On this basis I propose to pursue a specific focus on the millions of women who at the end of World War II populated the numerous refugee camps of Germany, Austria and Italy (countries under Allied occupation), examining three aspects of the situation in particular:
a) the relationship between the international political situation (beginning with the events and outcomes of the global conflict, then followed by the Cold War) and the causes of the most serious refugee crisis experienced in Europe. This relationship also influences the gender component of the refugee populations, which were predominantly masculine when the population consisted primarily of disbanded armies (e.g., the Polish refugee population), but predominantly feminine in situations involving civilians compelled to flee advancing combat fronts (e.g., Baltic communities).
b) the connection between gender identity, national identity and the experience of exodus in the context of post-war Europe, which points to the re-establishment of an order based on nation states and the introduction of an element of destabilization in the enormous mass of refugees. The political strategies undertaken by the authorities to resolve the question of the refugees are different for men and for women, given that they perpetuate the gender imbalances of citizenship which characterize western societies.
c) the way in which international agencies pursued, at first, a program of return and then a program of resettlement (as constrained by the Cold War). The specific implications of gender significantly influenced the development of resettlement programs, which in their first attempts saw the English government take on thousands of women refugees from the Baltic countries as sanatorium attendants («Balt Cygnet Operation», 1946-1947). The British experience of the «Balt Cygnet» serves as a kind of laboratory testing the effects of both the political and the social meaning of resettlement and the idea of integration. It reveals a western Europe dedicated to rebuilding national democracies that receive refugees without recognizing their story or their rights. As the hereby proposed paper intends to point out, this kind of integration coincides with a push towards boundaries determined by the type of employment, by ethnic group but most of all by gender identity.
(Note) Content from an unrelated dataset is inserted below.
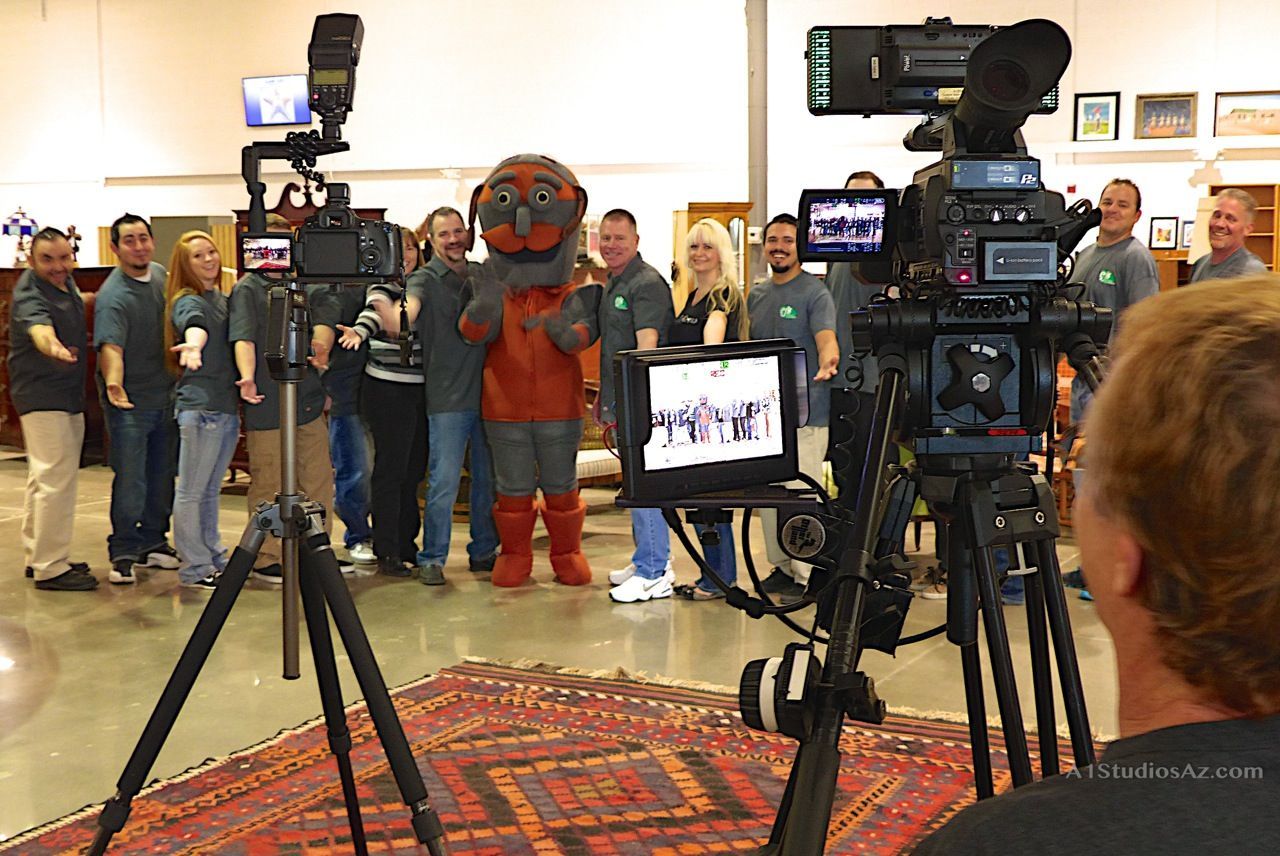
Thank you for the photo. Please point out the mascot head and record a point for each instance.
(530, 207)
16 h 15 – 17 h 45 Conclusion

Leslie Page Moch, Michigan State University (USA), « Provinciaux et provinciales à Paris sous la IIIe Republique », [Men and women from the «Provinces» in Paris at the End of the Third Republic »]

• Vers une analyse du genre. [Conclusion] Nancy Green, Ecole des hautes études en sciences sociales, Centre de recherches historiques (Paris, France), Nicole Fouché, Centre national de la recherche scientifique, Centre d’études nord-américaines de l’Ehess (Paris, France), Conclusion du colloque.